31 October 2016


– Data show that hospitals may require significantly less resource use if rifaximin-α is used1

LONDON, UK, Monday 31 October 2016, 15:00 GMT. Norgine B.V. today presented new UK real world data, IMPRESS, that show rifaximin-α for the treatment of hepatic encephalopathy could reduce costs related to non-elective hospital admissions, critical care bed occupancy, emergency room visits and 30-day emergency re-admissions.[1] Hepatic encephalopathy is a potentially life-threatening neuropsychiatric condition associated with liver disease and is associated with increased hospitalisations.[2]

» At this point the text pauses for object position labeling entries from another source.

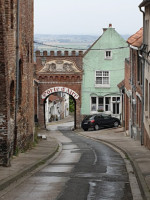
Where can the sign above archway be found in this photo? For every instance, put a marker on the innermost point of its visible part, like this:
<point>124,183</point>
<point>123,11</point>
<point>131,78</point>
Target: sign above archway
<point>59,89</point>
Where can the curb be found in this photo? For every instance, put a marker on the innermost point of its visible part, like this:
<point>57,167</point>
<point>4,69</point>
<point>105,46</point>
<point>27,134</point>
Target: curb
<point>141,181</point>
<point>34,166</point>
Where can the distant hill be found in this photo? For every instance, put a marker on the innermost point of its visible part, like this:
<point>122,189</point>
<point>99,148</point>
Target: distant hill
<point>65,42</point>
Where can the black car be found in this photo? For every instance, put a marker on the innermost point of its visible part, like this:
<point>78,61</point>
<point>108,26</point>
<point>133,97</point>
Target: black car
<point>98,121</point>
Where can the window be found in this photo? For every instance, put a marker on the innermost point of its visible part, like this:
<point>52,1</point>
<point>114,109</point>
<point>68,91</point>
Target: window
<point>12,14</point>
<point>139,72</point>
<point>102,78</point>
<point>107,103</point>
<point>115,105</point>
<point>93,104</point>
<point>108,55</point>
<point>100,104</point>
<point>149,100</point>
<point>146,95</point>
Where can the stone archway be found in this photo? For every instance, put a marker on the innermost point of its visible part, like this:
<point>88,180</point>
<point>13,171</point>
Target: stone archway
<point>55,73</point>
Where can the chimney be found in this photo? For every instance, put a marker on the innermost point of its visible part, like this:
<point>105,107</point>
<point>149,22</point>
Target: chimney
<point>104,29</point>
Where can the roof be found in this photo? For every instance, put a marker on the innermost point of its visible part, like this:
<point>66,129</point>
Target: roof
<point>144,3</point>
<point>107,35</point>
<point>136,39</point>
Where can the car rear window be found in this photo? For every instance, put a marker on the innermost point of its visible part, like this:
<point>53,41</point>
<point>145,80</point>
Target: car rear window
<point>89,117</point>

These data were presented at the International Society for Pharmacoeconomics and Outcomes Research Annual European Congress 2016, Austria.

IMPRESS is a retrospective observational study that demonstrates hospital resource use was significantly lower in the post-rifaximin-α initiation period, compared with the pre-rifaximin-α initiation period. Estimated cost reductions* per patient were;1

  • £2,031 in non-elective hospitalisations
  • £9,117 in critical care bed days
  • £121 in emergency room visits
  • £1,518 in 30-day emergency re-admissions

Peter Martin, Chief Operating Officer at Norgine said; “These data reinforce the value that XIFAXAN® 550mg / TARGAXAN® 550mg can bring to patients suffering from hepatic encephalopathy and to healthcare systems overall. By using XIFAXAN® 550mg / TARGAXAN® 550mg which reduces the recurrence of episodes of hepatic encephalopathy, hospitals can decrease the level of resources used. This in turn means lower costs for hospital admissions and bed occupancy.”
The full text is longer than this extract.